CORTE SUPREMA DE JUSTICIA CORTE SUPREMA DE JUSTICIA SALA DE CASACIÓN CIVIL Bogotá D. C., diecisiete (17) de enero de dos mil cinco (2005). Ref: Exp. No.1100131030322001-00954-01 Decídese sobre la admisión del recurso de casación interpuesto por ANGÉLICA JOHANNA GONZÁLEZ AGUILERA contra la sentencia de 30 de agosto último, proferida por la Sala Civil del Tribunal Superior del Distrito Judicial de Bogotá en el proceso ordinario por responsabilidad civil extracontractual promovido por la recurrente frente a la CLÍNICA DE LA MUJER S.A. y MARÍA CRISTINA MOTTA V. I- ANTECEDENTES 1.
Según se extrae del acto introductorio del proceso, la demandante pidió declarar que los demandados son responsables de los perjuicios que le causaron por el aborto provocado sin su consentimiento, donde perdió la vida la criatura que estaba en gestación, los cuales en el escrito de subsanación de la demanda (fol.36) discriminó en $300'000.000 los materiales, "o los que resultaren del dictamen pericial", y el equivalente a 1000 gramos de oro los morales, "o lo que resultare en el dictamen pericial". 2.
Tramitado el proceso, el Juzgado Segundo Civil del Circuito de Facatativa, al cual por descongestión le fue remitido el expediente para fallo por el Treinta y Dos Civil del Circuito de esta ciudad, dictó sentencia de primera instancia en la que declaró probadas unas excepciones y denegó las súplicas de la demandante. Apelada por ésta tal decisión, el Tribunal Superior del Distrito Judicial de Bogotá, mediante la providencia recurrida en casación, la confirmó. 3.

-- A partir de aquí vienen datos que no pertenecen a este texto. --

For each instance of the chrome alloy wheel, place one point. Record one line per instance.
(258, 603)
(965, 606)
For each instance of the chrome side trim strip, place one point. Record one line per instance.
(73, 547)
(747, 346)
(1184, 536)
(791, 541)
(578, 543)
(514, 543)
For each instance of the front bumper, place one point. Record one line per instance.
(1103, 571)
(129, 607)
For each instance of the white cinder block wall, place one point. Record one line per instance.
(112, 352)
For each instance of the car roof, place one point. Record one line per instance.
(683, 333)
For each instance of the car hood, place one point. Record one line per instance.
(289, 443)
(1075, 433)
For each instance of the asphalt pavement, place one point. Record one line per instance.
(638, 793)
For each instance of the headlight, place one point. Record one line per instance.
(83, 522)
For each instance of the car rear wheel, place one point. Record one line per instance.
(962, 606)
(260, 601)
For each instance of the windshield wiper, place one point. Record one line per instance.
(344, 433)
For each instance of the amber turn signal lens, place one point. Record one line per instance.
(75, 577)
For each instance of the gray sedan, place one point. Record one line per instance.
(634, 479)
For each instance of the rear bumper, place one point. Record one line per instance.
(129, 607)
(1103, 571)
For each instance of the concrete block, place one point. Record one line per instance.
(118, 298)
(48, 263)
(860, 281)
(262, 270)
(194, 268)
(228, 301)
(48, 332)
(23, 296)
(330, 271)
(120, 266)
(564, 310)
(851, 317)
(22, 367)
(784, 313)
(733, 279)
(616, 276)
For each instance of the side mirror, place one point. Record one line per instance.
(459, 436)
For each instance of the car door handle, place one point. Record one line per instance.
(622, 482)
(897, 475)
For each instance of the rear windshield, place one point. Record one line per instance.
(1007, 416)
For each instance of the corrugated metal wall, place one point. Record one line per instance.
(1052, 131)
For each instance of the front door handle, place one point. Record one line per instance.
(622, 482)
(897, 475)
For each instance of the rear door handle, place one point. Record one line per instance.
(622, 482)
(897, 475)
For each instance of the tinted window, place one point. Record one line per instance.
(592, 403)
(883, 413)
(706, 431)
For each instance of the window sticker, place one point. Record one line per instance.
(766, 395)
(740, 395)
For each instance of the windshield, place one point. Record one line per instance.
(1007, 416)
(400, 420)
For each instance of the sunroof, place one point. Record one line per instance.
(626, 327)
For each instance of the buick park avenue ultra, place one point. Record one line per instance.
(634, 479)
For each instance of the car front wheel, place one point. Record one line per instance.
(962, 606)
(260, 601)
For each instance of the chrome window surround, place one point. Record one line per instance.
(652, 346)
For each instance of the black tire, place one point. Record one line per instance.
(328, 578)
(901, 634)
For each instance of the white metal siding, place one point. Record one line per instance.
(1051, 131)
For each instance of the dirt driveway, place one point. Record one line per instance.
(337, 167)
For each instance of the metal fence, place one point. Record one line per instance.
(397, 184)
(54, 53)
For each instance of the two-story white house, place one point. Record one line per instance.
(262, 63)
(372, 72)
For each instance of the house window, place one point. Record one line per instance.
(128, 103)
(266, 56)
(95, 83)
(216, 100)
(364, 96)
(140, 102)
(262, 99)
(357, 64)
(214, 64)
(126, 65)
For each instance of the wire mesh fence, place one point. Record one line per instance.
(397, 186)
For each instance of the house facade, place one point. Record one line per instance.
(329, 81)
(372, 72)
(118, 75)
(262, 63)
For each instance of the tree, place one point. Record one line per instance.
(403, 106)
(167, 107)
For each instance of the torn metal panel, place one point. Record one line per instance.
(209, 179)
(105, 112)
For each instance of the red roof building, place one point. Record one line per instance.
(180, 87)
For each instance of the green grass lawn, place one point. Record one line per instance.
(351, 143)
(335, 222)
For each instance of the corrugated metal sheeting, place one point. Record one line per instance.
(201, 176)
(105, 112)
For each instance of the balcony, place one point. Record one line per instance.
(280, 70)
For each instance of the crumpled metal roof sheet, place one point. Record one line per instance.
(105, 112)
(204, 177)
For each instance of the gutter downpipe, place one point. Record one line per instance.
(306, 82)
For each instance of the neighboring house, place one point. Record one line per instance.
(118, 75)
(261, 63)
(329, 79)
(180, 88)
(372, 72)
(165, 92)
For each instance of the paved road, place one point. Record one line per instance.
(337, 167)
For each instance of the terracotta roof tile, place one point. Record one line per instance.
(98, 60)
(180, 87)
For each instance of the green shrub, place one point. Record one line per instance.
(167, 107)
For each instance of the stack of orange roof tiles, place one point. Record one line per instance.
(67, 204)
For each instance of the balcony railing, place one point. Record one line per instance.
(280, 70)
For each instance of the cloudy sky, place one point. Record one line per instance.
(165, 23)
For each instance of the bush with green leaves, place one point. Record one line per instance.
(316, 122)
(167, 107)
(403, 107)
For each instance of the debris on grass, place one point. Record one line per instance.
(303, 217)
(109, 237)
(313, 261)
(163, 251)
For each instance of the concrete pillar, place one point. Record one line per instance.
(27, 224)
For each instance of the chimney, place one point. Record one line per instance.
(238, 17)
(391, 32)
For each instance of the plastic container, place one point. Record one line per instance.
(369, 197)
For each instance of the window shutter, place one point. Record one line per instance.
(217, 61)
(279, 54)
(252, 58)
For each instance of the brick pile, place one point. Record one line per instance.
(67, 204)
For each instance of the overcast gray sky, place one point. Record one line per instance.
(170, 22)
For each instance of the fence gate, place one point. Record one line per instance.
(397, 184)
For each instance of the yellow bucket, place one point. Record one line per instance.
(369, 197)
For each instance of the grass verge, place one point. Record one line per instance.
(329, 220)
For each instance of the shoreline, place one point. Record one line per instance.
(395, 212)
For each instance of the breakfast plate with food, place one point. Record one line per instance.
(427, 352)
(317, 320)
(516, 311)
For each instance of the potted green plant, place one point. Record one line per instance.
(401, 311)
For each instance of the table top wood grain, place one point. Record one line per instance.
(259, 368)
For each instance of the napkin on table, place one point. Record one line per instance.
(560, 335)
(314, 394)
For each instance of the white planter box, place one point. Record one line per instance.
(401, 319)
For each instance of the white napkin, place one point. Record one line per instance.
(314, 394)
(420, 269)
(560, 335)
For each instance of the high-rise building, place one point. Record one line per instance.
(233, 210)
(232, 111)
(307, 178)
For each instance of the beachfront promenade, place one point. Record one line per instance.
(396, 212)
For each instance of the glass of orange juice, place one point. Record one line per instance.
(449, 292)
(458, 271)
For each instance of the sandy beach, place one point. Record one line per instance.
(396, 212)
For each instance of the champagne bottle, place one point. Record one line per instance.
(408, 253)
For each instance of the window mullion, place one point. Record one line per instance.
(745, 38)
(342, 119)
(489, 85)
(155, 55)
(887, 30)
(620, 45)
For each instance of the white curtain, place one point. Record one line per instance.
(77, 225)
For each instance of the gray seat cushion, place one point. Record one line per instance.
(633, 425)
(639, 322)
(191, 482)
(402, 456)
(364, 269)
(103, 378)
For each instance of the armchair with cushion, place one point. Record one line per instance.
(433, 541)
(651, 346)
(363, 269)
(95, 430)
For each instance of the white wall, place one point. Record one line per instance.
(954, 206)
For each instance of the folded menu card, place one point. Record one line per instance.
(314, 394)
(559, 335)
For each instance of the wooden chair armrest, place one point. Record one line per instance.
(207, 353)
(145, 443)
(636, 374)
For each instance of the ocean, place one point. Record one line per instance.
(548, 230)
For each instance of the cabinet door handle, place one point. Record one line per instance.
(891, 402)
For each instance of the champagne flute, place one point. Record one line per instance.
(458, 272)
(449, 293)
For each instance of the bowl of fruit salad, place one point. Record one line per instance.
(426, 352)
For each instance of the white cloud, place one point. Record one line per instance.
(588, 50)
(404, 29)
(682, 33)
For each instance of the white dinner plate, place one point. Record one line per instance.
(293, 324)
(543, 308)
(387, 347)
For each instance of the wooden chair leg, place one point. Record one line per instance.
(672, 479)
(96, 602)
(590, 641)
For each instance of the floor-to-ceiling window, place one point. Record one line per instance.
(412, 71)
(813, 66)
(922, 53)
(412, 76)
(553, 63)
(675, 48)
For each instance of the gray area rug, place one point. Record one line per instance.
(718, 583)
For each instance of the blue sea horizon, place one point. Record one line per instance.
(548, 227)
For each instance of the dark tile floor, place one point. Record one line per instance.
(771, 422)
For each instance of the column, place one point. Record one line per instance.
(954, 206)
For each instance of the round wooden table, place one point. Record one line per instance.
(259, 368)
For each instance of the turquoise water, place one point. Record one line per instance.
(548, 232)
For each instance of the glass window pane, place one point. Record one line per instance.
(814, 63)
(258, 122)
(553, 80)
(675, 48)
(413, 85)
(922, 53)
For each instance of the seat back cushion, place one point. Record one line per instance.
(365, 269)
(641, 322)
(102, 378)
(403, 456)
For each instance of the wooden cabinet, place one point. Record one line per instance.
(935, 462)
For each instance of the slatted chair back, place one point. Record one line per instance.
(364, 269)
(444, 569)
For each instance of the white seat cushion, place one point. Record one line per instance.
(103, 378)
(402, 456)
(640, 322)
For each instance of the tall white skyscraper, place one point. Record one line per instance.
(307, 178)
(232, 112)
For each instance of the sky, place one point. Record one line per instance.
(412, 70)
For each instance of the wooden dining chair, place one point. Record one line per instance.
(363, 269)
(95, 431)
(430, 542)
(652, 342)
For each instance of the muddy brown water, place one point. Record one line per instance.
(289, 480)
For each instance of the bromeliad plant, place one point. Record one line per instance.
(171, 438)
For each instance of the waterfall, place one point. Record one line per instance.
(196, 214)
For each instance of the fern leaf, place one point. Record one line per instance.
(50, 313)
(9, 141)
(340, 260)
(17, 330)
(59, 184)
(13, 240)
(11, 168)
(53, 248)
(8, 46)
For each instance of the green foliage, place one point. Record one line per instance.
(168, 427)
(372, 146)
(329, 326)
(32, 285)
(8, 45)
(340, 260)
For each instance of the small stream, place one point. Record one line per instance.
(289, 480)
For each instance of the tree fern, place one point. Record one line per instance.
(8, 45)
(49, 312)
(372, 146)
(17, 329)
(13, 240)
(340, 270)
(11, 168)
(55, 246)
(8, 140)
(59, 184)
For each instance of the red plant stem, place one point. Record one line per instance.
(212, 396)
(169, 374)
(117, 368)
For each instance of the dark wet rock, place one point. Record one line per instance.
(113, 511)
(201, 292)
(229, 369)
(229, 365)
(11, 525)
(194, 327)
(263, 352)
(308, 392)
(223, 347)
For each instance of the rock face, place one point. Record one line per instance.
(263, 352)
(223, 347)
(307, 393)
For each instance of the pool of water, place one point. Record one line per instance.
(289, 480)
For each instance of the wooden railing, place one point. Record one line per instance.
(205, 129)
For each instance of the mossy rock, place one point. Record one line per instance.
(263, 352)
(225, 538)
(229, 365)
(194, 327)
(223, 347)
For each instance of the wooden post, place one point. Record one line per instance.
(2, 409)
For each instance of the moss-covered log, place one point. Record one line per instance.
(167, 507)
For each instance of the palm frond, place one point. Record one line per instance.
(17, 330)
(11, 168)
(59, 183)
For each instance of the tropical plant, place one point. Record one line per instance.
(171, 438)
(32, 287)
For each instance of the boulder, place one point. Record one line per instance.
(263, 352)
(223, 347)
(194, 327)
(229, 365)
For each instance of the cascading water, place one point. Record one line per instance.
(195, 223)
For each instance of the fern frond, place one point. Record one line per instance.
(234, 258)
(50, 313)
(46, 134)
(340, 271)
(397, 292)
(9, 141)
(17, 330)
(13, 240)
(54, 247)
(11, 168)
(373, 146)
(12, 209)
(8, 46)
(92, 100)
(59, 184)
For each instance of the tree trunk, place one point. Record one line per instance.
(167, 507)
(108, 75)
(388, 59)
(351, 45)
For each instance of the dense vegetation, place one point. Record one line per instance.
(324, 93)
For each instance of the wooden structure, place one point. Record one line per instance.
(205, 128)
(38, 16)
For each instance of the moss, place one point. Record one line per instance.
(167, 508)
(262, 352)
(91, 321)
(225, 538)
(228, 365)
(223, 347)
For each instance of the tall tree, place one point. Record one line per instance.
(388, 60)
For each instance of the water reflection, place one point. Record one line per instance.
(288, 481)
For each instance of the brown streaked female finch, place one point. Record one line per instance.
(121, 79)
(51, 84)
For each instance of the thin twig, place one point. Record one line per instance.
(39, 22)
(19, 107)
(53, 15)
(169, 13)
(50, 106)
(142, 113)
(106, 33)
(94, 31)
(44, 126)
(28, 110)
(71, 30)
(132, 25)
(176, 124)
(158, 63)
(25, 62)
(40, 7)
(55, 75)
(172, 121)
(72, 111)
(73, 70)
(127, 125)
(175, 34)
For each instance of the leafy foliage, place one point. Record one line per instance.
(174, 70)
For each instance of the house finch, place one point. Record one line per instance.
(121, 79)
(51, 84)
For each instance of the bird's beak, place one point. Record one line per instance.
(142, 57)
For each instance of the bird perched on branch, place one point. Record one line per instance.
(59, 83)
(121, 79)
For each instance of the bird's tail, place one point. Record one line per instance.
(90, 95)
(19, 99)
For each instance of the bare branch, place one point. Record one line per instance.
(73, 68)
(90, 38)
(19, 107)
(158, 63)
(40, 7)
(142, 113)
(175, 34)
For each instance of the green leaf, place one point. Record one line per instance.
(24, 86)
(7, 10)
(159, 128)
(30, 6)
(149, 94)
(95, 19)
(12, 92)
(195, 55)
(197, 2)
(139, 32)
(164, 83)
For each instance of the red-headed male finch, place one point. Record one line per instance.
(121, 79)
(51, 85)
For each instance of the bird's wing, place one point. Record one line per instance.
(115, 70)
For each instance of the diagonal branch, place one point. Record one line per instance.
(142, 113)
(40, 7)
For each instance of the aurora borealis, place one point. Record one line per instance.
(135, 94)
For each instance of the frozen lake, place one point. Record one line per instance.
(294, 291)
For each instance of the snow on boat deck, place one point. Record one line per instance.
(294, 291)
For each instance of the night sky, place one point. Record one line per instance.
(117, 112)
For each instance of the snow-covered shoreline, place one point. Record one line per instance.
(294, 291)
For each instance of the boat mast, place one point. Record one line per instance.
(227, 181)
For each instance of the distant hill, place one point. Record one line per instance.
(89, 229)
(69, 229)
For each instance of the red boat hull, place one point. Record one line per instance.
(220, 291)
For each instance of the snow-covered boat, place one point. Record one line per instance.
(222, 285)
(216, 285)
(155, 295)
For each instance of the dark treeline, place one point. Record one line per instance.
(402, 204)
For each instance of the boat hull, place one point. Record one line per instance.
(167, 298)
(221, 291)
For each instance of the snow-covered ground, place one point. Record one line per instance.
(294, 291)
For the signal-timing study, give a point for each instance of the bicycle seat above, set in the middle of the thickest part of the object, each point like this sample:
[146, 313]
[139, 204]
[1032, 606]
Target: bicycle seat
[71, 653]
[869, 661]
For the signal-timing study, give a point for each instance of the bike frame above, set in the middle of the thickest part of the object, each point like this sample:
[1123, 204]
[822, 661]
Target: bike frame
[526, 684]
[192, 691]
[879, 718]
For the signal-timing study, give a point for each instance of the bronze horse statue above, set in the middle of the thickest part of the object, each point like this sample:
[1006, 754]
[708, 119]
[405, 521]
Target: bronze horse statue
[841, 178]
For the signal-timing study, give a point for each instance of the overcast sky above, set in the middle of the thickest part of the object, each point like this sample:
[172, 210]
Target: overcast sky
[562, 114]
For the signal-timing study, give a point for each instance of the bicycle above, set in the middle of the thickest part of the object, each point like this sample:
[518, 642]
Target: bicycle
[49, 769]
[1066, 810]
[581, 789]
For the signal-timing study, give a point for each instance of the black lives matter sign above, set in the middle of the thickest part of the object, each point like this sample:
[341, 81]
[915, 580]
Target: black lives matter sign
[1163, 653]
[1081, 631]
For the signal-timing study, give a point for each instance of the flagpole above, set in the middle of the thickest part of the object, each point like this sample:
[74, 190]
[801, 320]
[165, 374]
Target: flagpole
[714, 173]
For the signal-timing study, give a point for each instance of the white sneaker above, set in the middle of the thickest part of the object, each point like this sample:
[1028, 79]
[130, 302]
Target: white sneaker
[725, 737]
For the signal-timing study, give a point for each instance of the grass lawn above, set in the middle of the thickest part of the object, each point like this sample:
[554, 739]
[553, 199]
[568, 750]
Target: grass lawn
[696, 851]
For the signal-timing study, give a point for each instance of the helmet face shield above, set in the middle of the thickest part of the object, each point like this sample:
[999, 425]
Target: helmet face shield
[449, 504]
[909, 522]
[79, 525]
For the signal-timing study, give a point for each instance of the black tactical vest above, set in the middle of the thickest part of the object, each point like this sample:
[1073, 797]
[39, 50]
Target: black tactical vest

Inconforme la actora, interpuso recurso extraordinario de casación contra la sentencia del ad quem, que éste concedió por auto de 14 de octubre pasado, al considerar que era procedente, por cuanto su proposición fue oportuna, el fallo impugnado es susceptible del mismo y el monto de los perjuicios estimados a favor de la recurrente en las pretensiones de la demanda asciende a la suma de $300'000.000.
II- CONSIDERACIONES 1. Al ser ostensible que el monto específico de las indemnizaciones reclamadas en las pretensiones de la demanda fue explícitamente sometido por la actora a los valores que " resultaren del dictamen pericial", emerge que el Tribunal no podía acudir al libelo para determinar la cuantía del interés para recurrir, pues éste, por sí solo, no constituía base sólida para establecer tal interés. 2.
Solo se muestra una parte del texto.